How to cope with bereavementPosted on: 19 March 2016 by Lynda Shaw
Dr Lynda Shaw offers tips to cope with feelings of guilt and isolation after bereavement.
Grief affects us all in different ways and can create feelings of depression, anxiety, anger, disbelief and utter sadness. Getting through Christmas and the dark days of mid winter is probably one of hardest challenges we face in the first year of losing a loved one, but in time and by having hope the pain will lessen, your life can in time continue in whatever ways feel right to you.

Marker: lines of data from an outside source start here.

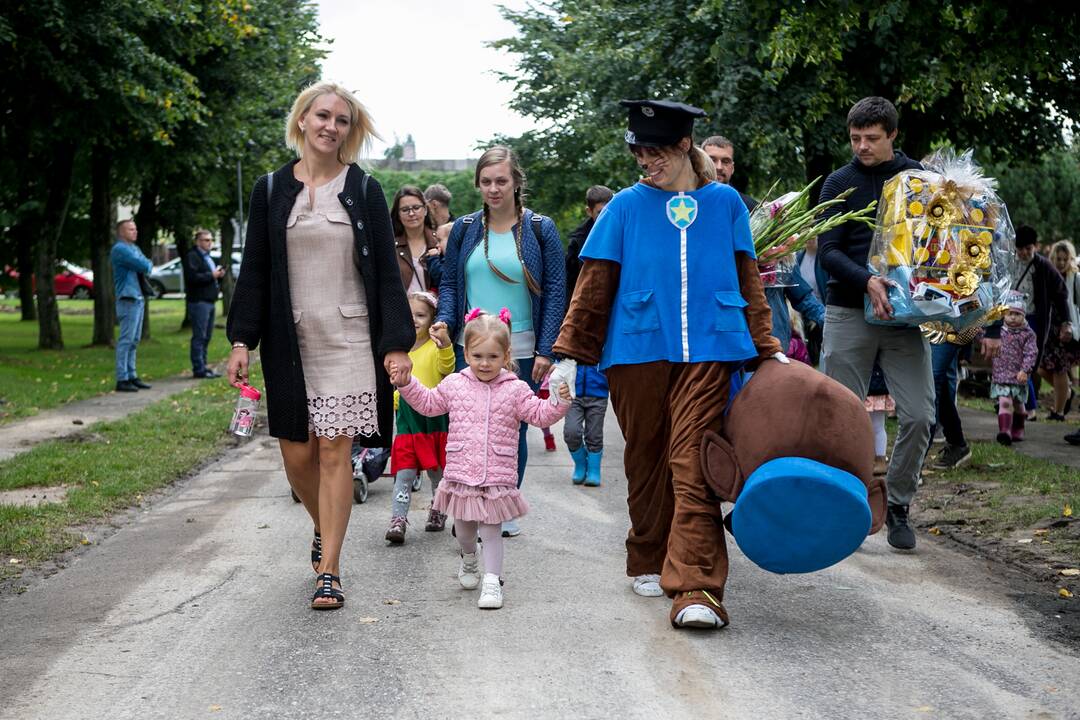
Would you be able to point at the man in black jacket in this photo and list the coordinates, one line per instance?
(596, 198)
(200, 282)
(851, 343)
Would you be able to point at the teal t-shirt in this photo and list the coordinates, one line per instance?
(487, 290)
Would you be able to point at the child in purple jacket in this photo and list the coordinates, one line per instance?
(486, 403)
(1011, 369)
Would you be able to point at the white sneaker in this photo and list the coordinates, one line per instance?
(469, 572)
(648, 586)
(490, 594)
(698, 615)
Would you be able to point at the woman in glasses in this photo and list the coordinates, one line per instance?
(419, 258)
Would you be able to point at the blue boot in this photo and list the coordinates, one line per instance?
(579, 464)
(593, 470)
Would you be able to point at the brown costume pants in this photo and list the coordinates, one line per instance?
(676, 524)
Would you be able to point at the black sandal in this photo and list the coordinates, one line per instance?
(326, 589)
(316, 552)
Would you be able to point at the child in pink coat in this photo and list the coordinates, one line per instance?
(486, 403)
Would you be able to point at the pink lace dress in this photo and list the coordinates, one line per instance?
(329, 311)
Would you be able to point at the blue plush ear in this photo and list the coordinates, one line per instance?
(798, 515)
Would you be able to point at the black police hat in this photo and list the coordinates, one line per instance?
(659, 123)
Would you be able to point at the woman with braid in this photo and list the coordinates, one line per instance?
(505, 256)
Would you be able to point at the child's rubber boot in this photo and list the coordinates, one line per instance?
(593, 470)
(580, 459)
(1017, 426)
(1004, 428)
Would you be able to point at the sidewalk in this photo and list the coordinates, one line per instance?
(73, 418)
(1043, 438)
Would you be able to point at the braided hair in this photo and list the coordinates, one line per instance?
(494, 155)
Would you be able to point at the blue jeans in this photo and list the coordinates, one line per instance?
(945, 358)
(525, 372)
(202, 327)
(130, 314)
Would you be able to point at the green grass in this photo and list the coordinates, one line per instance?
(998, 492)
(109, 466)
(32, 380)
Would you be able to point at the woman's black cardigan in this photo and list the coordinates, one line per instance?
(261, 311)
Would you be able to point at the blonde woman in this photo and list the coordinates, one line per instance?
(331, 313)
(505, 256)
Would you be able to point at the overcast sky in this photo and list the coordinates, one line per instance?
(392, 54)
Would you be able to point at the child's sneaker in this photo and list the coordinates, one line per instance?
(490, 594)
(436, 521)
(395, 533)
(469, 572)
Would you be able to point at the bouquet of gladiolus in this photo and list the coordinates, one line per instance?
(782, 227)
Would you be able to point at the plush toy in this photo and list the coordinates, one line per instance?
(796, 458)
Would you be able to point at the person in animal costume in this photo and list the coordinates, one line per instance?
(671, 304)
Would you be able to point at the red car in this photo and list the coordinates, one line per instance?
(71, 281)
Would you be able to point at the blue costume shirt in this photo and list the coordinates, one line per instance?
(678, 297)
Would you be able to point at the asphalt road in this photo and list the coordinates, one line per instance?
(198, 608)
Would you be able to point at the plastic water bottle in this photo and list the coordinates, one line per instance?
(243, 417)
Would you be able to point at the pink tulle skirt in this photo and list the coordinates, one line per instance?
(488, 504)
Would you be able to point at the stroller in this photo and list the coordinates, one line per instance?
(368, 464)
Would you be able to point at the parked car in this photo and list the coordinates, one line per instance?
(71, 281)
(169, 277)
(76, 282)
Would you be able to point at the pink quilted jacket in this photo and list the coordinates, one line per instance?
(482, 443)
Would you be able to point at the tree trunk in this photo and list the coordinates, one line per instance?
(102, 226)
(25, 250)
(228, 282)
(148, 221)
(57, 201)
(818, 165)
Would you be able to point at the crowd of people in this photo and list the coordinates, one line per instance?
(657, 302)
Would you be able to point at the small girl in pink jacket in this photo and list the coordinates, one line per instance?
(486, 403)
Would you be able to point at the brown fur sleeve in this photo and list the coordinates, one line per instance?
(584, 327)
(758, 315)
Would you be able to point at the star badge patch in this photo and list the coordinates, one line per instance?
(682, 211)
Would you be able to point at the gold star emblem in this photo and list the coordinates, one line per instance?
(682, 212)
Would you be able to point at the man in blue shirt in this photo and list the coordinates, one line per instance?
(200, 282)
(127, 262)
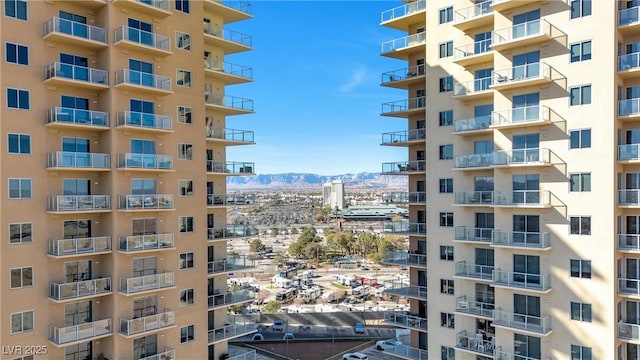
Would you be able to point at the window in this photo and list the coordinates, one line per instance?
(446, 15)
(446, 252)
(16, 54)
(580, 95)
(580, 139)
(580, 268)
(21, 322)
(580, 225)
(19, 188)
(182, 5)
(447, 320)
(185, 187)
(446, 83)
(445, 152)
(19, 143)
(446, 118)
(580, 312)
(580, 182)
(185, 151)
(21, 277)
(186, 333)
(183, 78)
(446, 286)
(446, 219)
(446, 49)
(16, 9)
(184, 114)
(580, 8)
(580, 352)
(581, 51)
(183, 40)
(446, 186)
(18, 99)
(20, 233)
(186, 223)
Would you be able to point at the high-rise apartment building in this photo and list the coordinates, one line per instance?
(113, 170)
(528, 226)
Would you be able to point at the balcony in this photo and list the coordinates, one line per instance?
(474, 308)
(75, 33)
(406, 320)
(401, 48)
(62, 74)
(473, 271)
(522, 281)
(148, 324)
(533, 324)
(79, 247)
(139, 40)
(138, 81)
(149, 202)
(534, 74)
(230, 11)
(133, 120)
(520, 117)
(152, 242)
(229, 105)
(521, 240)
(67, 160)
(79, 204)
(230, 199)
(229, 41)
(145, 162)
(229, 298)
(229, 137)
(405, 227)
(159, 8)
(138, 284)
(231, 232)
(403, 78)
(520, 35)
(76, 118)
(81, 289)
(473, 54)
(472, 235)
(63, 336)
(478, 15)
(402, 17)
(231, 331)
(229, 73)
(230, 168)
(475, 344)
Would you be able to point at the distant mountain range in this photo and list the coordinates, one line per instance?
(306, 181)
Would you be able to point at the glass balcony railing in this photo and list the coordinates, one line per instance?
(147, 242)
(82, 332)
(66, 247)
(62, 115)
(148, 323)
(134, 77)
(68, 159)
(146, 202)
(79, 203)
(145, 161)
(135, 284)
(144, 120)
(145, 38)
(76, 29)
(518, 280)
(77, 73)
(73, 290)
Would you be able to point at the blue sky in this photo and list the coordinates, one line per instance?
(317, 69)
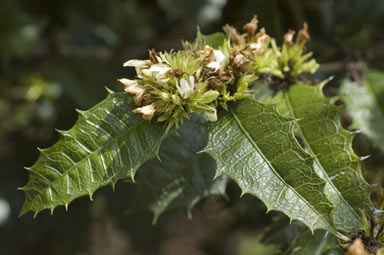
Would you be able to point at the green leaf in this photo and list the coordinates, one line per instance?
(182, 177)
(319, 243)
(322, 134)
(214, 40)
(107, 143)
(365, 105)
(255, 146)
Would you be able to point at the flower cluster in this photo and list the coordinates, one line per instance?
(172, 85)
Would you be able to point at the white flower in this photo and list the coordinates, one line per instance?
(139, 65)
(211, 115)
(186, 89)
(134, 88)
(158, 72)
(219, 62)
(146, 111)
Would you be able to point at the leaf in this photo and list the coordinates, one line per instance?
(255, 146)
(322, 134)
(214, 40)
(319, 243)
(107, 143)
(365, 105)
(182, 177)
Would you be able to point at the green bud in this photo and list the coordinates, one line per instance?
(209, 96)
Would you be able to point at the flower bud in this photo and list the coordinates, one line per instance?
(209, 96)
(146, 111)
(211, 115)
(186, 89)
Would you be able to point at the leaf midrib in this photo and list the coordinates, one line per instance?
(305, 141)
(242, 128)
(370, 90)
(110, 141)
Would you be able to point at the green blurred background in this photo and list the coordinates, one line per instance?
(58, 55)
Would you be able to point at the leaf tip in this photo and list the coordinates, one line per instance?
(364, 158)
(22, 188)
(113, 185)
(189, 213)
(80, 112)
(217, 175)
(111, 92)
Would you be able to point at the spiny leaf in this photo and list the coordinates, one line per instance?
(365, 105)
(255, 146)
(182, 177)
(320, 130)
(107, 143)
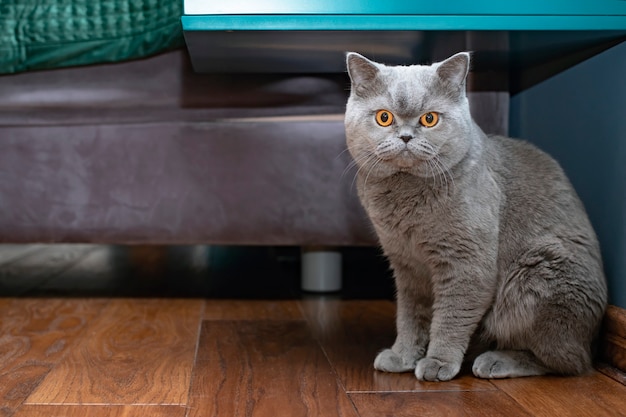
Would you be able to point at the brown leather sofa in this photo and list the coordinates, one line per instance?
(150, 152)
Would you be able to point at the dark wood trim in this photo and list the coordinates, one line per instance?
(613, 344)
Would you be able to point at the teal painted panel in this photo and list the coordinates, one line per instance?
(362, 22)
(409, 7)
(592, 153)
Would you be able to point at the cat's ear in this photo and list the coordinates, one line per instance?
(363, 74)
(453, 71)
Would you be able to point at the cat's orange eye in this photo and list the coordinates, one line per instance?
(384, 118)
(429, 119)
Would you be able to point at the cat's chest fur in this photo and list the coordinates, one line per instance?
(416, 218)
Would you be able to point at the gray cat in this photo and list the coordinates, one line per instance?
(486, 237)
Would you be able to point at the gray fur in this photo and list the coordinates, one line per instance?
(485, 235)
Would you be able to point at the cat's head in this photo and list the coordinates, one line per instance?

In 1969, the psychiatrist Elisabeth Kübler-Ross introduced what became known as the “five stages of grief” consisting of denial, anger, bargaining, depression and acceptance. Although these are based on her studies primarily aimed at patients who were faced with terminal illness, many people have universally applied them to other hard life changing experiences such as the death of a loved one or a break-up.
Avoiding anxiety and sorrow
It may seem inconceivable to think of a life of fun and happiness after the loss of a loved one, but don’t let your guilt and fear get in the way of you moving forwards in time and continuing to live a happy and fulfilling life. Grief can play havoc to our physical and mental wellbeing, so it is imperative to find ways to let go and relieve some of the pressures of heightened anxiety and sorrow.
As author Robert A. Berezin said, mourning is the biological process of the brain-body for healing and recovery from loss. Having a set of coping strategies in place is a healthy way of managing your anguish and should be viewed as a form of protection - to give yourself time to better adjust to your loss and cope with the pain. Grief can be very lonely, even when you are surrounded by loved ones or close friends. If you are a sociable person and have always loved meeting new people, enjoy good conversation and the company of others, joining a group or society where you can meet like-minded individuals who may share similar interests as you, is the perfect way to make sure you get out of the house.
Expressing your emotions in a tangible and creative way can also be helpful, such as setting up a charity or getting involved with an organisation that was important to your loved one. Many find comfort in doing something positive through aiding others as well as receiving support yourself at the same time.
Heartbreak can also impair immunity particularly in older people as they are more prone to picking up infections due to their poor defenses against bacteria as well as the increase of cortisol, a stress hormone that can dampen the immune system. As hard as it sounds, if you can learn to re-engage with others in a support group or local community and to focus on the positive things that you can do, it can help to alleviate some of the pain and ease you on your journey to heal.
Other top tips to cope with bereavement
Don’t feel guilty if you are interested in meeting someone. Your late partner would most likely want you to enjoy life. You will know in your heart of hearts when the time is right. Of course, you will never forget your partner however, you’re never closing the book on your life together, you are simply starting a different chapter in your life.
- Spend as much time with your family and friends as you can. You never know who they can introduce you to but in the meanwhile enjoy those you love, and laugh as much as possible.